His faith in his country took a similar beating. The righteous and powerful America of the Second World War and the Cold War turned slowly into the nation of a lost war in Vietnam, protests, Watergate, economic doldrums, and impotence. I remember the night in 1980 when US helicopters crashed in the Iranian desert on the way to rescue hostages. It seems a minor incident, compared with other more significant failures of those decades, yet it devastated my father. He could not understand how the righteous America that had defeated Hitler and held the Soviet Union at bay could not manage to avoid humiliation by a bunch of Muslim students. His frustration was more existential than political. His country, which had once been both victorious and morally good, was no longer either. He had believed in the divine specialness of America, and now there was very little in which to trust.

The straw that broke the back of my father’s multi-faceted faith was the failure of his church body. The same cultural pressures that bent America in the 1960s and 1970s pressed hard on the LCMS. As the synod became more and more Americanized, it absorbed the diversity and divisiveness of the culture. The monolithic Missouri Synod, where all believed, worshipped, and acted in common, slowly went away. A great battle over the inerrancy of the Bible came to stand for many of these changes and tore through the denomination in the 1970s. Many left the Synod, and many of those who remained were embittered and suspicious. My father was thankful the Synod remained faithful to its historic position that the Bible was free of error. Yet in the aftermath of that great struggle, congregations continued to go their own ways in matters of belief, worship, and practice and became more and more splintered. For my father, this was heresy. The Synod, in order to be the Synod, had to be of one mind. My father quit going to church for a number of years in the 1980s because the local LCMS congregation to which he belonged was using a non-LCMS hymnal and embracing practices that were unknown in the LCMS of his youth. The smaller issues revealed larger ones. His synod had ceased to exist.
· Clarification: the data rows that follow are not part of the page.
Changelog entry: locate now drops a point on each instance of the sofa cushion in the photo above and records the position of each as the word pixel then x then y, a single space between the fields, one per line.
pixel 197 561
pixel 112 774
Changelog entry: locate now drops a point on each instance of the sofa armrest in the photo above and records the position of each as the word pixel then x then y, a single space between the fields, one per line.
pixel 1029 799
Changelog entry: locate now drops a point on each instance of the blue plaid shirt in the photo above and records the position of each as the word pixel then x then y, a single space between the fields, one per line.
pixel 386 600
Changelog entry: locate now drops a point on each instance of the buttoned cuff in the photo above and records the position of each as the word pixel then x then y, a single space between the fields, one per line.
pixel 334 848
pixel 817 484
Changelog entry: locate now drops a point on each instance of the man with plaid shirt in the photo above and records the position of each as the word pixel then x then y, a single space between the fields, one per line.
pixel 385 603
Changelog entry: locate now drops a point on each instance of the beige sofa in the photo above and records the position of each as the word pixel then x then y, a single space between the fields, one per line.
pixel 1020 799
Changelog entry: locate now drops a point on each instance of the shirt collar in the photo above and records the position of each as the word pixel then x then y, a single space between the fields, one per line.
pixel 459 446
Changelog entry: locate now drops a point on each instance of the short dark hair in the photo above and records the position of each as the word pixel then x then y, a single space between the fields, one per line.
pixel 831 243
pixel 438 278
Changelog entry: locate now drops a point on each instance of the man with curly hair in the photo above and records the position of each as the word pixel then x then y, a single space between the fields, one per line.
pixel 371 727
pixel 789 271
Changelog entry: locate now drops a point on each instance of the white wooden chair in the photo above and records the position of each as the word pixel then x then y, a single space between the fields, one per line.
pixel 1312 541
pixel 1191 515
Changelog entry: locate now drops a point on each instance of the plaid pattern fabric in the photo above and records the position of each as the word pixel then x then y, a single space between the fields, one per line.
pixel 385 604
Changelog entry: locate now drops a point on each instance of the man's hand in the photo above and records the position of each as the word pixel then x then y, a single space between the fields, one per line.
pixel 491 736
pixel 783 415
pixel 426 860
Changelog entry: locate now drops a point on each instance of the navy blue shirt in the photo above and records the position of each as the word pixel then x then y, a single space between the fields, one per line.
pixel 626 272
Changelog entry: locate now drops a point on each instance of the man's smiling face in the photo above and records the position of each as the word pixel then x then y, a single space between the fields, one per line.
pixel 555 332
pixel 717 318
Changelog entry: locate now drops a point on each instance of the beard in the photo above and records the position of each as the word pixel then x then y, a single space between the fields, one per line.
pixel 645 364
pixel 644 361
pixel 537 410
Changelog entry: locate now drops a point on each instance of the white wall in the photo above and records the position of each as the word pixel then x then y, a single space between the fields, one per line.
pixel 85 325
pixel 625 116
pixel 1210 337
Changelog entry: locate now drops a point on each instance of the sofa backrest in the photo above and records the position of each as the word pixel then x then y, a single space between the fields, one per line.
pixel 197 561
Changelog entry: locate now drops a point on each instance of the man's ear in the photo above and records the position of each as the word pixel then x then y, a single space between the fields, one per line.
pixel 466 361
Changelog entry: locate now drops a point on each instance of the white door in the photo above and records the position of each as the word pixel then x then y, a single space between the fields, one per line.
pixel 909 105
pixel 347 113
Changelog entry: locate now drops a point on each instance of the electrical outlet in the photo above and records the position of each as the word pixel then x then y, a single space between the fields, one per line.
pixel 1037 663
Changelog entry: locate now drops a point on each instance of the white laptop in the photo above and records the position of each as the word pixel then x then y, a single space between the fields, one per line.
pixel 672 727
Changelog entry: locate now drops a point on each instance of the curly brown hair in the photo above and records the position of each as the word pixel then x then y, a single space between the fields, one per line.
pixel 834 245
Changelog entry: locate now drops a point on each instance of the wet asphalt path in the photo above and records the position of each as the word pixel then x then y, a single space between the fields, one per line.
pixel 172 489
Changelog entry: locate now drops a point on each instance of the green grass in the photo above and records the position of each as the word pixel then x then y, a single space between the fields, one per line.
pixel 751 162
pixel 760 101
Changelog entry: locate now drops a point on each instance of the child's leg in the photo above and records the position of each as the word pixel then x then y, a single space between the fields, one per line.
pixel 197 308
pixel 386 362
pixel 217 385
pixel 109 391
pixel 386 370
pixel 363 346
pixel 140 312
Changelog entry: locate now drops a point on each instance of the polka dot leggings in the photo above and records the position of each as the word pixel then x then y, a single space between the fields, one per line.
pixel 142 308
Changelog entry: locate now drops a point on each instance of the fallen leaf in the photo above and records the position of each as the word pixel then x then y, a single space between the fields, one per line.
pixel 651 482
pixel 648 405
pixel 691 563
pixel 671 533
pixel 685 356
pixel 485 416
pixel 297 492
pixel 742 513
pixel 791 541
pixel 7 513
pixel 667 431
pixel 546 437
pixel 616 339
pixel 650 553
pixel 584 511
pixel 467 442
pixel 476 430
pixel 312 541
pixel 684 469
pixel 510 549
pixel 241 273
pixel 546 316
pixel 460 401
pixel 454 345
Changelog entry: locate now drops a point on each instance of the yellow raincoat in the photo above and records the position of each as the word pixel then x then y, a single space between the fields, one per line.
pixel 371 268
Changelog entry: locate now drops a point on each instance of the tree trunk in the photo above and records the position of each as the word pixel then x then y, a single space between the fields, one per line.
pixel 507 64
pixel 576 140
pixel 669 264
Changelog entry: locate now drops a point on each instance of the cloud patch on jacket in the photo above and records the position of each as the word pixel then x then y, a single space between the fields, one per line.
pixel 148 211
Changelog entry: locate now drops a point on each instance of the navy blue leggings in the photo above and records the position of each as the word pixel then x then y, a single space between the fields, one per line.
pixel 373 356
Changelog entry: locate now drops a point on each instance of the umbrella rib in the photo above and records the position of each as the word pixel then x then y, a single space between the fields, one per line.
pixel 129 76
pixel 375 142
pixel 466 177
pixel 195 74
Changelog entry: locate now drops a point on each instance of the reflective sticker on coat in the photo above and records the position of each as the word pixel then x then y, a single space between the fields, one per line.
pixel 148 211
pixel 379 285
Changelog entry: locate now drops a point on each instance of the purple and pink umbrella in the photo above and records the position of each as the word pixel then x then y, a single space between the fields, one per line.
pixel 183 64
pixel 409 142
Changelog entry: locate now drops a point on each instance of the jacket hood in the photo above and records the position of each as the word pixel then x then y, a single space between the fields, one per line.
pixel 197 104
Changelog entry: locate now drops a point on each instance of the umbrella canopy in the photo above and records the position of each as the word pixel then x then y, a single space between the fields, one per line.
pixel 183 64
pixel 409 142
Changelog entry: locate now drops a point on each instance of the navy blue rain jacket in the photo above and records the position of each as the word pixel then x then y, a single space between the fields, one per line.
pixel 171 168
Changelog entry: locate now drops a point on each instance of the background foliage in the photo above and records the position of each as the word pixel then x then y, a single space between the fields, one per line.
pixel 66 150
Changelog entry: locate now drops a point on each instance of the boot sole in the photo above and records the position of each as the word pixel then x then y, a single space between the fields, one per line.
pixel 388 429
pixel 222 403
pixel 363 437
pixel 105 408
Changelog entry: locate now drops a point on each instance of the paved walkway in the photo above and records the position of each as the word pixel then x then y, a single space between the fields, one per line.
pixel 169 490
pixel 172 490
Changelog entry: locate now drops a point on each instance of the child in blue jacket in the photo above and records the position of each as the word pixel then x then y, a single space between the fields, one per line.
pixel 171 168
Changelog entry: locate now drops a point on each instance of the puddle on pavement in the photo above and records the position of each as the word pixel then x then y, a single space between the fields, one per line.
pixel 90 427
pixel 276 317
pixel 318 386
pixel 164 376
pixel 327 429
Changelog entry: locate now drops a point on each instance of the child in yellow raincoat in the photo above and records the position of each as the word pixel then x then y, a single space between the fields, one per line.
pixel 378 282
It is easy to draw cynical lessons from the story of men like my father. He gave himself over to his passionate beliefs and was disappointed, at times bitterly so. Better, the lesson seems to be, not to trust oneself to such fallible institutions. These are lessons that many of my own generation seem to have absorbed and now take for granted. It is a credo of distance and safety. Keep allegiances at arm’s length. Work, but do not give yourself over to any one job. My peers are loyal to their careers, but not their companies. A job is meant to pay off in paychecks and stature. Whatever mission there is can be found in volunteering or in charity, but not in the work itself. Membership in a single local religious congregation is rare, and loyalty to a denomination or national structure is almost unheard of. Mine is the generation of “spiritual but not religious.” Whatever spiritual passion exists is mostly individualistic and interior. We are loyal to our own search for God, not to a fellowship, pledged and bound together. The same goes for commitment to country. There is a generic sort of patriotism, but it does not amount to much. My friends seem to know that love of one’s country is a virtue, but do not feel that love deeply. They take off their hat at baseball games and give standing ovations to soldiers, but do not lie awake at night worrying about the fate of America.

I am of my own generation, not my father’s. I do not share his burning faith in fallible things such as synods or nations or companies. But I wonder if I am the less for it. My father’s attachments disappointed him, embittered him, but also enlivened him. His passions moved him to love and to wager his energy on things that mattered. In contrast, hedging one’s bets when it comes to pledging allegiance appears secure but small and cowardly.  It seems my generation has something to learn from his.

 

Paul Gregory Alms is pastor of Redeemer Lutheran Church in Catawba, North Carolina.